One of the more controversial cases of the utilisation of women as terrorists was a previous tactic used by Ansar al Sunnah in Iraq. Known as the “Mother of Believers”, Samira Jassim admitted to recruiting, indoctrinating and training women to carry out suicide attacks for the organisation, particularly in the Baghdad and Diyala provinces.

On her arrest, Jassim said she had recruited 80 female suicide bombers, 28 of whom went on to carry out attacks. She also admitted to taking advantage of these women and had some of them raped to shame them into conducting the suicide attacks. After the rape, Jassim told the women that the only way they could escape this shameful act was to act as a suicide bomber.

Though this type of manipulation of females is incredibly rare and not generally used by terrorist organisations and insurgencies, in this case it was used as a means to carry out an attack while avoiding detection.

Why do women commit acts of terror?

From a tactical perspective, there are a variety of different reasons why women are used in terrorist campaigns. If the terrorist organisation or insurgency’s membership is depleted, women are often recruited into the movement to not only build up numbers, but also to fill tactical gaps. Women are often considered capable in achieving “surprise attacks”, because they are least expected.

Particularly in relation to attacks on “soft targets”, such as public gatherings, markets and ceremonies, women are often considered to be able to blend into the crowd and subsequently are able to avoid detection. However in some movements, such as the Revolutionary Armed Forces of Colombia (the FARC), women are considered the military and are put on the frontline.

Women also provide material, frontline support for groups such as the Revolutionary Armed Forces of Colombia. EPA/Claudio Reyes

Why women choose to become terrorists depends on the individual, the organisation, and the political goal or aim of the group. In the case of some females - such as the Black Widows - it is to avenge the loss of a loved one such as a husband, brother, son or cousin. Sometimes the act of terrorism is also conducted to redeem the family name.

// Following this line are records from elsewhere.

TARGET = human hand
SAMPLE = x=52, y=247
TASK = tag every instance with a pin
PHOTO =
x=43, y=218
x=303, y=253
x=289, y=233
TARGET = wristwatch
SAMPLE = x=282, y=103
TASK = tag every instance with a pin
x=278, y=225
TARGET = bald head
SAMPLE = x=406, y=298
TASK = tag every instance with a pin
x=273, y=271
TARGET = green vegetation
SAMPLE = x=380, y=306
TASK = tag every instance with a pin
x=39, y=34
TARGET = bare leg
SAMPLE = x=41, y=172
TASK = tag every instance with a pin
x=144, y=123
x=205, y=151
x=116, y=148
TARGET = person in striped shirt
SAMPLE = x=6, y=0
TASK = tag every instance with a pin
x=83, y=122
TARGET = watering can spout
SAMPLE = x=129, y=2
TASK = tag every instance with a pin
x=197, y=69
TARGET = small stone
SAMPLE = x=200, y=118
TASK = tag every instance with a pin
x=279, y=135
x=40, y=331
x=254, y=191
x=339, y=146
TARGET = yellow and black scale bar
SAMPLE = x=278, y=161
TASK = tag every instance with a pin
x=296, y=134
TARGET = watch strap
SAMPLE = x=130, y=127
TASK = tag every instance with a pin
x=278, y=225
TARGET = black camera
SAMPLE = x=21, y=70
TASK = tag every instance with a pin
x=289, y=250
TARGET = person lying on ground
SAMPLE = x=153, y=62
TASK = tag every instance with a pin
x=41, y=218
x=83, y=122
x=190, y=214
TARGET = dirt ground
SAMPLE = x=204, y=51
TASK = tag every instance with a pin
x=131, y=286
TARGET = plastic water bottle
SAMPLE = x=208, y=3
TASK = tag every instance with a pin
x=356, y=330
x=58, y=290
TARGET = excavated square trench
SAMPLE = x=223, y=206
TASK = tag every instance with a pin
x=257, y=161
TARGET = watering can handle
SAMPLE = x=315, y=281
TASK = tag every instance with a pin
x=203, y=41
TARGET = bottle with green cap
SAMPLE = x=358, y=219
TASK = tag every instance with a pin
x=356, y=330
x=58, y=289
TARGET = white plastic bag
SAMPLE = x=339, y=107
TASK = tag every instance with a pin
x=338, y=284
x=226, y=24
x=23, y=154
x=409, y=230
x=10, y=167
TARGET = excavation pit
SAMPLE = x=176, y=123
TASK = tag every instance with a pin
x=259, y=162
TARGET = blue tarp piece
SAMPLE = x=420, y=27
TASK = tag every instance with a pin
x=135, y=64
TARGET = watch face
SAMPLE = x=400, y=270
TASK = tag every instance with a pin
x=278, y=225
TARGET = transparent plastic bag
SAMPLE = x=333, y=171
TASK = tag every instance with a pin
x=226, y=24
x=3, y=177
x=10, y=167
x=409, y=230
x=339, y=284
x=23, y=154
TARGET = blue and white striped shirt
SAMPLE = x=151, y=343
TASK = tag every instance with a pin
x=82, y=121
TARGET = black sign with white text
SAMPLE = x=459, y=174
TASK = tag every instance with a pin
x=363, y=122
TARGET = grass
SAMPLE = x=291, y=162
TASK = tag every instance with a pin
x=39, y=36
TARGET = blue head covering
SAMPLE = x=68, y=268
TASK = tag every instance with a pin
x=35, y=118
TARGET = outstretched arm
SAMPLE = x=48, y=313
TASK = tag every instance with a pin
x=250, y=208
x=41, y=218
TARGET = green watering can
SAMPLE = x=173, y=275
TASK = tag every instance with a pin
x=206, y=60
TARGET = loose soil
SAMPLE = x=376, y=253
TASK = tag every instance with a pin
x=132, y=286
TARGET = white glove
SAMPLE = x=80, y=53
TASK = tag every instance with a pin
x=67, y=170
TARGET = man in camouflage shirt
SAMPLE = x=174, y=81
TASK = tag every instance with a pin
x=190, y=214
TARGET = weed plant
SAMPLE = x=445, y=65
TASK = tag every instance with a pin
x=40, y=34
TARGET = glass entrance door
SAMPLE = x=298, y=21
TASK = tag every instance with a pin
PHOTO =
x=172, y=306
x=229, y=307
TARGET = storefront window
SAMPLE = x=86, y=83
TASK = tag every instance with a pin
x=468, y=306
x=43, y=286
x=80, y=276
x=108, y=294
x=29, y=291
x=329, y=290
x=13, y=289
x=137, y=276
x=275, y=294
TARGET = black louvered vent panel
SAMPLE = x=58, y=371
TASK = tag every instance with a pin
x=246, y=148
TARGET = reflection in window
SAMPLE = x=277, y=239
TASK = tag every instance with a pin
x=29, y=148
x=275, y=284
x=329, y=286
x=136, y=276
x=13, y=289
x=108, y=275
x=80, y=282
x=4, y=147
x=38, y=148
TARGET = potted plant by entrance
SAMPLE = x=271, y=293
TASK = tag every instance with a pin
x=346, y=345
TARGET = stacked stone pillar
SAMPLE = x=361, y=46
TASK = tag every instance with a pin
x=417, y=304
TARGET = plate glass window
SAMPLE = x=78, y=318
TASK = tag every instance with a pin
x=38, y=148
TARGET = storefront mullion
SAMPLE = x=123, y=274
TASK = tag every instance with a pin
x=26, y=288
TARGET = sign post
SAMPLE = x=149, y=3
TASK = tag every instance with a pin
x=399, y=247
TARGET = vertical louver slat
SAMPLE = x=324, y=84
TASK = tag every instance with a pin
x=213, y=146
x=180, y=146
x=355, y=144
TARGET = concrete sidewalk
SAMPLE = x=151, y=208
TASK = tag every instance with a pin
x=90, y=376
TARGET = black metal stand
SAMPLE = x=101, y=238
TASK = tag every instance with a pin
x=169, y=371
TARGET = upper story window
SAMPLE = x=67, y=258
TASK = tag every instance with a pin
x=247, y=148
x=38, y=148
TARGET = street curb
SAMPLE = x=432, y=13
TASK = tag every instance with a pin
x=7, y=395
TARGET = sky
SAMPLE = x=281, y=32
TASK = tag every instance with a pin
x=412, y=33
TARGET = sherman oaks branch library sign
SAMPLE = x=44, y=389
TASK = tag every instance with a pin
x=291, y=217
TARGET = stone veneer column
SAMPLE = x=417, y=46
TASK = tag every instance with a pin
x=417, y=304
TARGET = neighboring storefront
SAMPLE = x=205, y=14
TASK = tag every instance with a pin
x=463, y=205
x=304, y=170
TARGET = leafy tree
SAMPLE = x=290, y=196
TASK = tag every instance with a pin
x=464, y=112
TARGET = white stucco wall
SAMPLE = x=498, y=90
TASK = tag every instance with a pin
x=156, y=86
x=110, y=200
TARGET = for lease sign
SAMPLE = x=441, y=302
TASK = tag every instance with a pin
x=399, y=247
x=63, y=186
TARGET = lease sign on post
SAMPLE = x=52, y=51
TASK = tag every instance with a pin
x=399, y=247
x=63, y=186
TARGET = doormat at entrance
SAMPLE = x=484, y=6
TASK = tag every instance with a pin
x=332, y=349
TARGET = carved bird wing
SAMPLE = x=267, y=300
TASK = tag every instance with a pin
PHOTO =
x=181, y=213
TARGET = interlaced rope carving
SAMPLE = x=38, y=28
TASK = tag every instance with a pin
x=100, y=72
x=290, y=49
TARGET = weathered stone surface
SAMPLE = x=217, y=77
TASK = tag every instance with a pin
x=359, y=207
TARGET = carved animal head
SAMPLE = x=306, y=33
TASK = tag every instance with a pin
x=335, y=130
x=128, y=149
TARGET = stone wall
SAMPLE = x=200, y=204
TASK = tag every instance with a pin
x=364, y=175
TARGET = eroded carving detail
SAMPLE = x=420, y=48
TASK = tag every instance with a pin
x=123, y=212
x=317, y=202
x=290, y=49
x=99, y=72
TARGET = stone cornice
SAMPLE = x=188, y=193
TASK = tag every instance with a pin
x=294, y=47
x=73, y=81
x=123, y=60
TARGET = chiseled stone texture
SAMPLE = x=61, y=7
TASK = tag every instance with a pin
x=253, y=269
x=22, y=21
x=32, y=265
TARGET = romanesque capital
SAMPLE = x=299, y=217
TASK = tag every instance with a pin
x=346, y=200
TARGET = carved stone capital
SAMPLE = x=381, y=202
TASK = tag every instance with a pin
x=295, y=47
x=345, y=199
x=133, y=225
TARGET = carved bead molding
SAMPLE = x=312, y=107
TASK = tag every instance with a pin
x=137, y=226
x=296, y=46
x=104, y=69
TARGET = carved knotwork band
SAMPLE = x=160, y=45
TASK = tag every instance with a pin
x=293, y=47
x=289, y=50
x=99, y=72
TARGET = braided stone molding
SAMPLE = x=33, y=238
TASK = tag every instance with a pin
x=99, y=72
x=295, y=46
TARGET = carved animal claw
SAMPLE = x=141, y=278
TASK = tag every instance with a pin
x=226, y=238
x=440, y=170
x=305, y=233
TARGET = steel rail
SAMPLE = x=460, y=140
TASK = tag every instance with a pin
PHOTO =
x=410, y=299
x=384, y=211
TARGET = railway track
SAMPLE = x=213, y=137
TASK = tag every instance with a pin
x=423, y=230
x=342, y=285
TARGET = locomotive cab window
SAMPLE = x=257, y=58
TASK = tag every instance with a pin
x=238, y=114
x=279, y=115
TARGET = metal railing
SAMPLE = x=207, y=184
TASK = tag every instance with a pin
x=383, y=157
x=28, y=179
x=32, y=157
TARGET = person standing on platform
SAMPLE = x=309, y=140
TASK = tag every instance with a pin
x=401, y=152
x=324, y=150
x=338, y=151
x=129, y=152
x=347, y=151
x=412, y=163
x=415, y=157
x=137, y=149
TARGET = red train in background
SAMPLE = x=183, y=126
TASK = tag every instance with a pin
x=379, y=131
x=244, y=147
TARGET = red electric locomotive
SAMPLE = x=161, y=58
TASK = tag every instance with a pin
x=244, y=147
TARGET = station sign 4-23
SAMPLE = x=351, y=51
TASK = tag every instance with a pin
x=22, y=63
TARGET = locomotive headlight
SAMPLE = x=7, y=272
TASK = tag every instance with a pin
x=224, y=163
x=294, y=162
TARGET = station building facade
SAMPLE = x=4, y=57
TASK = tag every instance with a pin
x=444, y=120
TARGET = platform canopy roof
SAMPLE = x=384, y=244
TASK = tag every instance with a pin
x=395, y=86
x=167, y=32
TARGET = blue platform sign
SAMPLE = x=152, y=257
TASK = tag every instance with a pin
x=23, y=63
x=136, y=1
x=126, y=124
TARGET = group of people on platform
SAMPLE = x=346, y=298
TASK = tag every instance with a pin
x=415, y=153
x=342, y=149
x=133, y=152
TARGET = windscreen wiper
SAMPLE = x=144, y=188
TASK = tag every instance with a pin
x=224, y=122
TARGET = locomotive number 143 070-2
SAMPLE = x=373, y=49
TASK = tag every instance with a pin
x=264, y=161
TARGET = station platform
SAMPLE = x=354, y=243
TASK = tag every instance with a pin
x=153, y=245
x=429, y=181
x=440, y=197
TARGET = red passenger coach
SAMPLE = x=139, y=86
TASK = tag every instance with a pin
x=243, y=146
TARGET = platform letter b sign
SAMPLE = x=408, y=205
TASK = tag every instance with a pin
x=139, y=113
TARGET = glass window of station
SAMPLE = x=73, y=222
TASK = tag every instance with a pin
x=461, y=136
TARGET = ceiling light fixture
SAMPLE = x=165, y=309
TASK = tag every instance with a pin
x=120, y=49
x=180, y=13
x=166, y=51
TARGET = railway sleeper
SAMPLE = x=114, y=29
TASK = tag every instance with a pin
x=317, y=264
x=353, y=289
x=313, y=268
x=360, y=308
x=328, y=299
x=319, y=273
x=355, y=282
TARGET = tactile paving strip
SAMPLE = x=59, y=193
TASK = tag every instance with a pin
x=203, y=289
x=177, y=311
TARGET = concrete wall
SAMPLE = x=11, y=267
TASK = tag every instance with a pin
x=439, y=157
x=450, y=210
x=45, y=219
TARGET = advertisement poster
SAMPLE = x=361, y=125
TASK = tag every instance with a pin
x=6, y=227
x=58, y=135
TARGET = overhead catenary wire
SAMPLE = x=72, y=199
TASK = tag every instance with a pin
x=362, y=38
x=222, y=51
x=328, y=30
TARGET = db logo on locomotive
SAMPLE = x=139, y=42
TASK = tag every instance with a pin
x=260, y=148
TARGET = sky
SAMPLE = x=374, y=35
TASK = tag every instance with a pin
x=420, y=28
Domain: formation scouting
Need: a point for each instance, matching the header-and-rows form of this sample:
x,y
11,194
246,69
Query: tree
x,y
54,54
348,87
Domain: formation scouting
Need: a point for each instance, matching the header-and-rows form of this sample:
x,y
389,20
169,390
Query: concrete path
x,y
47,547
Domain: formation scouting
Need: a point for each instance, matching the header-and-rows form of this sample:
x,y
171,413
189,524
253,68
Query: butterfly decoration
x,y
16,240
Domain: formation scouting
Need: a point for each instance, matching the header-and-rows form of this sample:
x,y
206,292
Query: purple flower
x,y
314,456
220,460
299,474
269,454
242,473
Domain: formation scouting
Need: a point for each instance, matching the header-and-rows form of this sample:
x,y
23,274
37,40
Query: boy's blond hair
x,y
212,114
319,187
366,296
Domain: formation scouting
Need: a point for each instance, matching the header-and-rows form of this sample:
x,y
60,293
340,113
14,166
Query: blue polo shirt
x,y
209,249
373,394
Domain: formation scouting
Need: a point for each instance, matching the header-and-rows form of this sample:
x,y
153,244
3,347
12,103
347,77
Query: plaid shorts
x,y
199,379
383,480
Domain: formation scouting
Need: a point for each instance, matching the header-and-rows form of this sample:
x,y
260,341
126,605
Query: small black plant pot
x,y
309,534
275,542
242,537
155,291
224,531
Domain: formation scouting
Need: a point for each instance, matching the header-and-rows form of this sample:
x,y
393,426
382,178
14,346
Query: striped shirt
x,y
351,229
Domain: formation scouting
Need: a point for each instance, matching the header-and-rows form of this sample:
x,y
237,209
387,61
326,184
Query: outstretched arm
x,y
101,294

In this respect, women can become involved in terrorism for personal, rather than ideological, reasons. However, in the case of some movements like the FARC, female involvement is seen as a means of evening out patriarchy, and giving women a sense of empowerment, participation and accomplishment.

It is not surprising that significant attention has been given to the alleged involvement of the “White Widow”, because the idea of a female terrorist is unexpected and quite confronting for some. However, it is also highly unlikely this will be the last time a female terrorist is propelled onto the scene.